For the majority of time, I think I was very much so “addicted” to the A. It really had little to do with MM. He could have been any guy that I was attracted to in that situation. Like a drug, I really craved and loved the feelings I got from being in the/an A, would purposefully seek MM because it helped me to feel good about myself, and had referred to it as the biggest/greatest high in the world. It was very psychological. I don’t consider myself “addicted” to the A(s)/MM now. It doesn’t make me smile to think that I am upping his W anymore. It made me smile to think of the way he calls me “baby” or leaves me a silly message. The fact that we talk, see each other, or I thought about him often was just the reflection of him becoming a more significant or meaningful part of my life. Maybe sometimes people become more “obsessed” than “addicted” with MM (I’m not implying anything). Or maybe it is simply a way to explain a behavior during the A that was so out of character or extreme for the AP that "addiction" seems to be the only comparable or comprehensive way to describe it.

Posted

Personally I don't make real friends easily...I have boatloads of acquaintances and people I love to hang out with, but can count my true and close friends on 3 fingers.

 

I'm the same with love...when I do finally fall I fall hard and it takes me a long time to heal.
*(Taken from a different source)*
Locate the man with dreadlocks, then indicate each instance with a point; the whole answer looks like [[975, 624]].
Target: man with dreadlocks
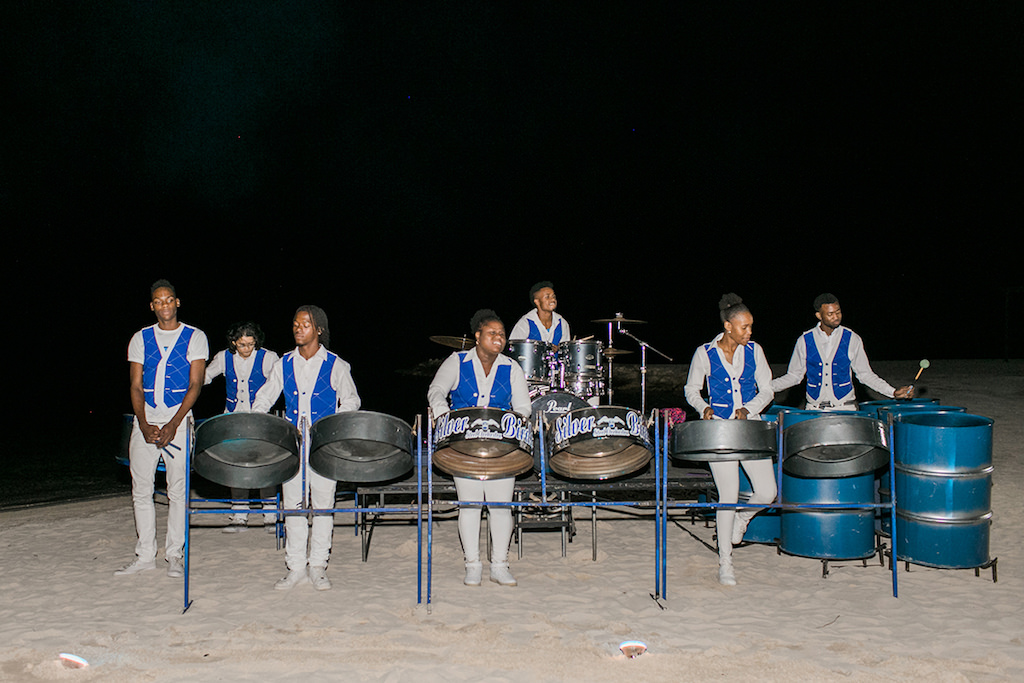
[[166, 363], [482, 377], [316, 383], [245, 365], [829, 355]]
For me it has to do with the man and what we shared rather than an addiction. Any relationship begets habits...habits need time to be broken. I'll agree emails and texts and phone calls from him through the day and night are a habit and I'd miss them, but I don't know as I'd classify it as an addiciton. I'm in a bit different situation to most OW though so I'm not sure if I count!

 

I do know I love him and I know that one day I'll have to deal with losing that contact and connection...the love won't die...the relationship will and that's probably what I'll miss the most.